Quarterback: Warren Moon

Coach: Jerry Glanville (26-27)

The consensus is that the Oilers lead the AFC in both quantity and quality of talent. They have four backs who could play anywhere--Alonzo Highsmith, Mike Rozier, Allen Pinkett and Lorenzo White--whereas Denver and others have few or none. Still, in each of the last two years, Houston has been stopped early in the playoffs.


1988 Record: 10-6

Quarterback: Bernie Kosar

Coach: Bud Carson (0-0)

It seems unlikely that the Browns or any other AFC entry will contend against Cincinnati, Buffalo and Houston this season. The Browns have lost their backfield and the coach who led them into the playoffs in each of the last four seasons--Marty Schottenheimer. There are also some defensive holes.


1988 Record: 9-7

Quarterback: Chris Chandler

Coach: Ron Meyer (21-14)

Throughout his NFL career, running back Eric Dickerson has played for teams with substandard passers and pass offenses. If the Colts had an air threat, Dickerson could run them into the Super Bowl. What this team glaringly needs is a passing game with an advanced, modern design.


1988 Record: 9-7

Quarterback: Tony Eason

Coach: Raymond Berry (46-30)

This team also runs well with a hard knocker, John Stephens, but they aren’t in the NFL’s top 26 as a passing team. Starting earlier in this decade, the Patriots, like the Raiders, stuck for years with big-armed passers who, as all-around quarterbacks, weren’t quite good enough. And also like the Raiders, they wouldn’t admit it but have had to pay for it.


1988 Record: 4-11-1

Quarterbacks: Steve DeBerg,

Ron Jaworski

Coach: Marty Schottenheimer (46-31)

The Chiefs, with a new coach and general manager, Carl Peterson, might be a year or two away. Their old quarterbacks might not do it. But if one or the other starts all 16 games, they have a chance at 8-8, which should be enough.


1988 Record: 7-9

Quarterback: Jay Schroeder

Coach: Mike Shanahan (7-9)

Schottenheimer, a defensive expert, thought enough of the Raiders’ new defensive coordinator, Dave Adolph, to make him Cleveland’s defensive coordinator on the Browns’ 1986-88 playoff teams. So don’t worry--yet--about the Raiders’ slow exhibition-season start. With Steve Beuerlein, Shanahan has more depth at quarterback than some coaches.


1988 Record: 9-7

Quarterback: Dave Krieg

Coach: Chuck Knox (60-42)

On the last day of 1988, the Seahawk-Raider winner was going to win the division. Final score: Seahawks 43, Raiders 37. Knox has a knack for making the playoffs, getting there 11 times in 16 seasons. Even when he misses, he isn’t far away. The Knox problem in all 16 years has been erratic quarterbacking. The 1989 secret weapon might be rookie running back Derrick Fenner.


1988 Record: 6-10

QB: Jim McMahon

Coach: Dan Henning (22-41-1)

Owner Alex Spanos thinks Henning’s problem at Atlanta was Atlanta, not Henning. If so, in this environment, he can move the Chargers up. He will move the Chargers up if McMahon starts 16 games. Quarterback Billy Joe Tolliver is a rookie prospect.

A look at the divisions:

WEST: Kansas City, Raiders, Seattle, San Diego. The Denver Broncos, after all these years, are still looking for a running back. They have blamed their other recent problems on one of the game’s most effective defensive coordinators, Joe Collier, who has been fired. If the Broncos are right about that, if they’re powerful defensively now, they will win the division.

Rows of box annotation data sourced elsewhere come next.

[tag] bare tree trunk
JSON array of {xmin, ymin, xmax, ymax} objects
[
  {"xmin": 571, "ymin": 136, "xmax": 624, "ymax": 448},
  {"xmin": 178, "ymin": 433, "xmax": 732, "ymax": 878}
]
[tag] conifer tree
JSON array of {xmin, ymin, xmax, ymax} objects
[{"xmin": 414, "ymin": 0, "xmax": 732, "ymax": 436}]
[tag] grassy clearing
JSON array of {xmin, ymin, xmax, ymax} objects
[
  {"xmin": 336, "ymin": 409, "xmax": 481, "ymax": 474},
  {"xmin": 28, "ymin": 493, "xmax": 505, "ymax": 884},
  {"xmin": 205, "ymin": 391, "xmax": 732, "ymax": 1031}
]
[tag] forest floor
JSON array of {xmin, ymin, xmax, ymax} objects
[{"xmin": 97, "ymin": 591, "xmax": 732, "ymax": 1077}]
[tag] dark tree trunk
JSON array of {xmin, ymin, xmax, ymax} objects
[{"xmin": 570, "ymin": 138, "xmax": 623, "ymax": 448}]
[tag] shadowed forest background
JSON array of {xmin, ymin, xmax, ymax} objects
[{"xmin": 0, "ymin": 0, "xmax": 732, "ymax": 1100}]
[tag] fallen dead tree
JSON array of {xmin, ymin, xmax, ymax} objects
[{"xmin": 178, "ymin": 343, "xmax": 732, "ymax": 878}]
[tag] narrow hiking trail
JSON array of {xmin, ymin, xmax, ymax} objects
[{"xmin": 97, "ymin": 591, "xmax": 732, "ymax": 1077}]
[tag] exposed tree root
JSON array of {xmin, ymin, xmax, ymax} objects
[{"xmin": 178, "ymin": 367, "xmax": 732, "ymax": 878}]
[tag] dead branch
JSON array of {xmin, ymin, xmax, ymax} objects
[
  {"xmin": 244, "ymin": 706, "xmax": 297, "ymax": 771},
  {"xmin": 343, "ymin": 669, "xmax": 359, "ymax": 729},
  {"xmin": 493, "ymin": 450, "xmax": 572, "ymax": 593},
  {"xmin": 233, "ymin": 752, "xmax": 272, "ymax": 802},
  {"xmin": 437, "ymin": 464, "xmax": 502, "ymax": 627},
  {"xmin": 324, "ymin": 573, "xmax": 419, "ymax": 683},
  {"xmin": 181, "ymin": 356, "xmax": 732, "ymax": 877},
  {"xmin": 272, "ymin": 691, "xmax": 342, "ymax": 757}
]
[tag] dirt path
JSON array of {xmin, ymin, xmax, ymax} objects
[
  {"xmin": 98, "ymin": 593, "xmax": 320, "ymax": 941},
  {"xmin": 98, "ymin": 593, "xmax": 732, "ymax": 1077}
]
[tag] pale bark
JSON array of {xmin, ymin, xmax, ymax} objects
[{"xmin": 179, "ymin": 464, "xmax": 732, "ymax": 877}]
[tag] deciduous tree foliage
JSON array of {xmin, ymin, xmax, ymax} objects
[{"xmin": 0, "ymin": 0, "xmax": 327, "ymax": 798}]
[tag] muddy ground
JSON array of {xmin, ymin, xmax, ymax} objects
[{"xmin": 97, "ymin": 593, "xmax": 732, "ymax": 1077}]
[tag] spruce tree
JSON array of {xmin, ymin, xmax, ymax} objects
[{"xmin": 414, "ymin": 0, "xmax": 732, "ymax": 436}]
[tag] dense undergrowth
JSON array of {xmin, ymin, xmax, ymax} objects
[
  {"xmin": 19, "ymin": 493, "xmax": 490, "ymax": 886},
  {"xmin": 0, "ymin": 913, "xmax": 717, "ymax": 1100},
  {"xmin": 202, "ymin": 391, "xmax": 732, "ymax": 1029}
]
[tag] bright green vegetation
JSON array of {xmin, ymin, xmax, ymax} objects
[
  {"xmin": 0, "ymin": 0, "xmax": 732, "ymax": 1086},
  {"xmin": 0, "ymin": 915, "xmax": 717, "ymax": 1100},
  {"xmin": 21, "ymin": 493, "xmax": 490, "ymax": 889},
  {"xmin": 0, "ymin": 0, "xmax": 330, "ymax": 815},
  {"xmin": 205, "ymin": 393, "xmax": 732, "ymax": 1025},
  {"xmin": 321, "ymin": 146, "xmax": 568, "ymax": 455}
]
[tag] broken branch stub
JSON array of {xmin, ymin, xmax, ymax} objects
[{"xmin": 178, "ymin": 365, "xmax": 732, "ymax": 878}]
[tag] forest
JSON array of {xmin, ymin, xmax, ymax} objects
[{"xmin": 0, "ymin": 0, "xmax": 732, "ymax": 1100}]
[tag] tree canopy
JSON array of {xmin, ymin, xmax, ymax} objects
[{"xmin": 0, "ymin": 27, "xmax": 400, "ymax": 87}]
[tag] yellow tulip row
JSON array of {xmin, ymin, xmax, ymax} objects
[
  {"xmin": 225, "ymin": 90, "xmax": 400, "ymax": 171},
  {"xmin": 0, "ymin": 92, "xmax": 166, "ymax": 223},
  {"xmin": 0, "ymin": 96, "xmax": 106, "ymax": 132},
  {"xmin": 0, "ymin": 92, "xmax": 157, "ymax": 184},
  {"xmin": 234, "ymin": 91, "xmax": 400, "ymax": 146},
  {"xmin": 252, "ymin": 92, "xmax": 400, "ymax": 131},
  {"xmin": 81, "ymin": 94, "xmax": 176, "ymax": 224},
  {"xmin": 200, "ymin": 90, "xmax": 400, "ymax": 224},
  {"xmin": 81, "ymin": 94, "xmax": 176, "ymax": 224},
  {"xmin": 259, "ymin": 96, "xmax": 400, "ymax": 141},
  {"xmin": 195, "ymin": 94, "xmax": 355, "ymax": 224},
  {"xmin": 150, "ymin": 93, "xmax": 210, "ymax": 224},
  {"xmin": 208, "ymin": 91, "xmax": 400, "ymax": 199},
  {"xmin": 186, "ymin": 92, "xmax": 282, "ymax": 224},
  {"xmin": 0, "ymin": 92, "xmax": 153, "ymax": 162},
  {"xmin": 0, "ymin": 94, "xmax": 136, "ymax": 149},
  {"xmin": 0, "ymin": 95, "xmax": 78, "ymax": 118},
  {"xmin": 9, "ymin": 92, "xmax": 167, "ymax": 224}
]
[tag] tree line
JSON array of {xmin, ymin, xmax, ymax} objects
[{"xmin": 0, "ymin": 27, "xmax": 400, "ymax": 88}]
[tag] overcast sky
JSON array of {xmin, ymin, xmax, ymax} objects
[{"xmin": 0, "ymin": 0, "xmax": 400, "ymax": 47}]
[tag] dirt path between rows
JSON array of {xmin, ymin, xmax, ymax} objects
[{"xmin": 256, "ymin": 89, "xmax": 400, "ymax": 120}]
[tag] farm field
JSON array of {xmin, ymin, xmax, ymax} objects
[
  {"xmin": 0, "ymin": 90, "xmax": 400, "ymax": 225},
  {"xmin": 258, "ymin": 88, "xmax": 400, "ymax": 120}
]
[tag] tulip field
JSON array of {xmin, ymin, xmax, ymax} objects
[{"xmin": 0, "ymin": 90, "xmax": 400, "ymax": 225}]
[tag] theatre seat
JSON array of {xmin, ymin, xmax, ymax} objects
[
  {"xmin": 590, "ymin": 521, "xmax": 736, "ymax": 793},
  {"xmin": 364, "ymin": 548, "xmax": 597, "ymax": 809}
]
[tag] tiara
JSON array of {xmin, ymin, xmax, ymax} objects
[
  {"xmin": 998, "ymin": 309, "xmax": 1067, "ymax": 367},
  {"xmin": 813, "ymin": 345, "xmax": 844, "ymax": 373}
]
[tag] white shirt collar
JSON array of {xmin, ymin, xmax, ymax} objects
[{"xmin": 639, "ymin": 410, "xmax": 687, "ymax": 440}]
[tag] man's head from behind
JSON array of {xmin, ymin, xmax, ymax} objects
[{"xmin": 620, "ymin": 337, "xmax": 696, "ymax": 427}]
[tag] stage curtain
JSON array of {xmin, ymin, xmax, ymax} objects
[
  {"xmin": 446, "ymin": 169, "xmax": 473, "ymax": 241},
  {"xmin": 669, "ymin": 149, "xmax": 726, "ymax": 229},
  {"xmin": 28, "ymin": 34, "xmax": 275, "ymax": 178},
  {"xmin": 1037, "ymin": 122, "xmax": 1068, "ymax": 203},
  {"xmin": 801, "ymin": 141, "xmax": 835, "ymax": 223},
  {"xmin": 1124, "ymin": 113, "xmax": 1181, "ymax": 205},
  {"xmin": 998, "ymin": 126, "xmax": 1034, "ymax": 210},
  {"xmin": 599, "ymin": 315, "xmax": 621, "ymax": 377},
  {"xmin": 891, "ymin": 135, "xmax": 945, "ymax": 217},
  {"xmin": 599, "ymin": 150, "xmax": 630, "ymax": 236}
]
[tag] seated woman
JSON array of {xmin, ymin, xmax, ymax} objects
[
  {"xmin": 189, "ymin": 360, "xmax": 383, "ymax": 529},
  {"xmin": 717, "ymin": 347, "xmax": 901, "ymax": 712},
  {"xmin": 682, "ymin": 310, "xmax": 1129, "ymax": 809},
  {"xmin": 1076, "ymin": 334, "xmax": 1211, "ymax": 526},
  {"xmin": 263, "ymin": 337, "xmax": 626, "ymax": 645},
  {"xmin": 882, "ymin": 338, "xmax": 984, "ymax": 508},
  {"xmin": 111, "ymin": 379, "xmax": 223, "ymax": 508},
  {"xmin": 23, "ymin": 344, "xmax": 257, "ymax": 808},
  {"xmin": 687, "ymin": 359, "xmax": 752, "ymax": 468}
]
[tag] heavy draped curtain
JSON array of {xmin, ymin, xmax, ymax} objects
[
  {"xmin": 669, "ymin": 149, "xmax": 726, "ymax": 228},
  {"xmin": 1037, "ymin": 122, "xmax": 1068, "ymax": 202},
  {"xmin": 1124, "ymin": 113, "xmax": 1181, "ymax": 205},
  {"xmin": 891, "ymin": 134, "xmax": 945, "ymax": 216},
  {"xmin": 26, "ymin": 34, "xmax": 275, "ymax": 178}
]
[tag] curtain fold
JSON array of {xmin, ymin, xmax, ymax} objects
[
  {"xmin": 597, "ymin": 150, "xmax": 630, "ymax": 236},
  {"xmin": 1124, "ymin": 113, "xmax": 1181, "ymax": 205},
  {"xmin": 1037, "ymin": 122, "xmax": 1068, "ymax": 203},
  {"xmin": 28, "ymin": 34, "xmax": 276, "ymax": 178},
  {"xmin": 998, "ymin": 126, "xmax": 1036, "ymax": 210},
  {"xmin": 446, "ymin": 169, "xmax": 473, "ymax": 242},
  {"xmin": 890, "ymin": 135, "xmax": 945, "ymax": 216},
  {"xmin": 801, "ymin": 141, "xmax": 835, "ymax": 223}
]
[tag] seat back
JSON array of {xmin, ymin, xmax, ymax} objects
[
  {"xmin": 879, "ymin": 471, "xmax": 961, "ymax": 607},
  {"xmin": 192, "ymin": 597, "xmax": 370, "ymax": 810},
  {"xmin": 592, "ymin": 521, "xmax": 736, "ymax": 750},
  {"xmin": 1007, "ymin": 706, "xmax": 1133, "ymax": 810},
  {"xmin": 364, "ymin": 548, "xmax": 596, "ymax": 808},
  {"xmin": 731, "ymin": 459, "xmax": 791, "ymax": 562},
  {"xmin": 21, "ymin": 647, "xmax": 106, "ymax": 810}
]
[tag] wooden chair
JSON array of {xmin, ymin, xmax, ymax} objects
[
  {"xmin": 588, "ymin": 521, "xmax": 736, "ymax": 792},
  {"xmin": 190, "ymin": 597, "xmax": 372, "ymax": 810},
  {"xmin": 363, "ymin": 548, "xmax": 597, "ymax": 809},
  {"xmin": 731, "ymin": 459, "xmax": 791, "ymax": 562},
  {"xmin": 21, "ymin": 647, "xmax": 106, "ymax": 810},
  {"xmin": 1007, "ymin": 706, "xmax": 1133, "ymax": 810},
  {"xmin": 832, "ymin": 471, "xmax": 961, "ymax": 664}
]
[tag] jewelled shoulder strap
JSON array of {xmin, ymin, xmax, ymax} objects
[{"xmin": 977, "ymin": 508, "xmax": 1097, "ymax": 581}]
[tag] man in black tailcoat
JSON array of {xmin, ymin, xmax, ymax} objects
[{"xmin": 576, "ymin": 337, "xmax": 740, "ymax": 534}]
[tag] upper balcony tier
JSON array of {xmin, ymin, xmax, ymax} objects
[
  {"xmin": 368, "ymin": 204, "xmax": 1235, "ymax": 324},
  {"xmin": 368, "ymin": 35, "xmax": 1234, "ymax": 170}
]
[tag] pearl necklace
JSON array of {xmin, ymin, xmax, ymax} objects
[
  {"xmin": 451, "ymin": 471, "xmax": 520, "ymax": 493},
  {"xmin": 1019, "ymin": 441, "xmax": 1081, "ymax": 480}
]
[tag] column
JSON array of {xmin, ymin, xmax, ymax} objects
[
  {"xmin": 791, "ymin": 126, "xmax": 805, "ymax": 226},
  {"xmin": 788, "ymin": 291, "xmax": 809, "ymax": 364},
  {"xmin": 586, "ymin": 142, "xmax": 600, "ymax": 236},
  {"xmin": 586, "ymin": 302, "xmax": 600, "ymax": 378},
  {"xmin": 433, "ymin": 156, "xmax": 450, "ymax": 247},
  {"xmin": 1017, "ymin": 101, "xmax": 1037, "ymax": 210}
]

EAST: Buffalo, Indianapolis, New England. The Miami Dolphins need 20 more guys like quarterback Dan Marino and linebacker John Offerdahl. The New York Jets can’t overcome their leadership problems with fragile quarterback Ken O’Brien.

CENTRAL: Cincinnati, Houston, Cleveland. If you can remember the 1970s, the Pittsburgh Steelers are a beautiful memory.